Databricks Community

naveen_marthala · ‎05-01-2022

I have an mlflow server with `--serve-artifacts` and with postgres as `--backend-store-uri`. The machine(container with base image python:3.9-bullseye) running the server has git installed which is available on path.

I am logging from jupyter-notebooks and these are on containers too(with base image python:3.9-slim-bullseye) and doesn't have git installed.

When I try to auto-log from client like this:

mlflow.sklearn.autolog()
 
# prepare training data
X = np.array([[1, 1], [1, 2], [2, 2], [2, 3]])
y = np.dot(X, np.array([1, 2])) + 3
 
# train a model
model = LinearRegression()
model.fit(X, y)
run_id = mlflow.last_active_run().info.run_id
print("Logged data and model in run {}".format(run_id))

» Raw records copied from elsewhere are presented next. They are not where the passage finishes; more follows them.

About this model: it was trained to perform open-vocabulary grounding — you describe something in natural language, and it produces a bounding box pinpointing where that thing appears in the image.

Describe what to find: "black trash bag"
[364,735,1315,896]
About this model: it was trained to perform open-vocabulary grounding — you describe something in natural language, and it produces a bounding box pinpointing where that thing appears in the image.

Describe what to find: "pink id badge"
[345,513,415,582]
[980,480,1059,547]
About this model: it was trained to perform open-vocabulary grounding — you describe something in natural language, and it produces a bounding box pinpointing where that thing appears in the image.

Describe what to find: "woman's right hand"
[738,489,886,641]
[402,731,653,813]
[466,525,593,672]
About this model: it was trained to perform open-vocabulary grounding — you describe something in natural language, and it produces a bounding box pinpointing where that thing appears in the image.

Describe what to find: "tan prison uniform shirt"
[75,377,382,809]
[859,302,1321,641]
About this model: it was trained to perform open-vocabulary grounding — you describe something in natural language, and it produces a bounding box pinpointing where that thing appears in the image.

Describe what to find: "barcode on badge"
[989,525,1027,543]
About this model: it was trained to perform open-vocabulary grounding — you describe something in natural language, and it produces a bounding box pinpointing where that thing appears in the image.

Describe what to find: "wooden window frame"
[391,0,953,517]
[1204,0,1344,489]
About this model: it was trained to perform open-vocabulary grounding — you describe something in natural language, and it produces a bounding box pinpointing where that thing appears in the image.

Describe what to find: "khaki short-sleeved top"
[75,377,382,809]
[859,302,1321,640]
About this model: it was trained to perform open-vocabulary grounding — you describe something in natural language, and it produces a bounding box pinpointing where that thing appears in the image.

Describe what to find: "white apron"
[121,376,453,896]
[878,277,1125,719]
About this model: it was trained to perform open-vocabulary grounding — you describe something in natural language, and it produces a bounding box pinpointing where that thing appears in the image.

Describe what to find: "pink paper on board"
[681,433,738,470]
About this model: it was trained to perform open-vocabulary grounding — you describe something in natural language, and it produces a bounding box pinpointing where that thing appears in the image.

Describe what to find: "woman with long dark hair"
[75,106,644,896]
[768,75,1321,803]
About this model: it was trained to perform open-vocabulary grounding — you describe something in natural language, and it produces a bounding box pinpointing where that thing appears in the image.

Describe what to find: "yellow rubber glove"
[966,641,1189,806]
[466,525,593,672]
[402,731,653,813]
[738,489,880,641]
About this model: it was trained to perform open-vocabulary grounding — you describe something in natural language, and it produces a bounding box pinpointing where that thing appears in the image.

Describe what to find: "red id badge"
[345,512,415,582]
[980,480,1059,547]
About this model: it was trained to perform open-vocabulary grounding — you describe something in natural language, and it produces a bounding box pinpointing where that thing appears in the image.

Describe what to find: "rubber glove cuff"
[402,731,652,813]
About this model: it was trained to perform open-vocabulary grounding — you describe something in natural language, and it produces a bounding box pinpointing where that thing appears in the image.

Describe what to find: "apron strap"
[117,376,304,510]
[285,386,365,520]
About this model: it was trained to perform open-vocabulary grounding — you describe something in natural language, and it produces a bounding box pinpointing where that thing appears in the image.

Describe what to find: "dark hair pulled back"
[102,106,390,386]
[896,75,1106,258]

I get warning that git is not installed and some more warnings and errors:

2022/05/01 14:21:41 WARNING mlflow.tracking.context.git_context: Failed to import Git (the Git executable is probably not on your PATH), so Git SHA is not available. Error: Failed to initialize: Bad git executable.
The git executable must be specified in one of the following ways:
    - be included in your $PATH
    - be set via $GIT_PYTHON_GIT_EXECUTABLE
    - explicitly set via git.refresh()
 
All git commands will error until this is rectified.
 
This initial warning can be silenced or aggravated in the future by setting the
$GIT_PYTHON_REFRESH environment variable. Use one of the following values:
    - quiet|q|silence|s|none|n|0: for no warning or exception
    - warn|w|warning|1: for a printed warning
    - error|e|raise|r|2: for a raised exception
 
Example:
    export GIT_PYTHON_REFRESH=quiet
 
2022/05/01 14:21:41 INFO mlflow.utils.autologging_utils: Created MLflow autologging run with ID 'e914209e05d449e6af817d0d692b1012', which will track hyperparameters, performance metrics, model artifacts, and lineage information for the current sklearn workflow
2022/05/01 14:22:45 WARNING mlflow.utils.autologging_utils: Encountered unexpected error during sklearn autologging: API request to http://host.docker.internal:5000/api/2.0/mlflow-artifacts/artifacts/1/e914209e05d449e6af817d0d692b10... failed with exception HTTPConnectionPool(host='host.docker.internal', port=5000): Max retries exceeded with url: /api/2.0/mlflow-artifacts/artifacts/1/e914209e05d449e6af817d0d692b1012/artifacts/model/model.pkl (Caused by ResponseError('too many 500 error responses'))
Logged data and model in run e914209e05d449e6af817d0d692b1012

I couldn't figure out why clients need to have git installed and have been under the assumption that clients must only be able to send HTTP requests to server and doesn't need to have anything else installed? what am I missing and how can i avoid that warning, not by not seeing it, but actually fix what's causing it?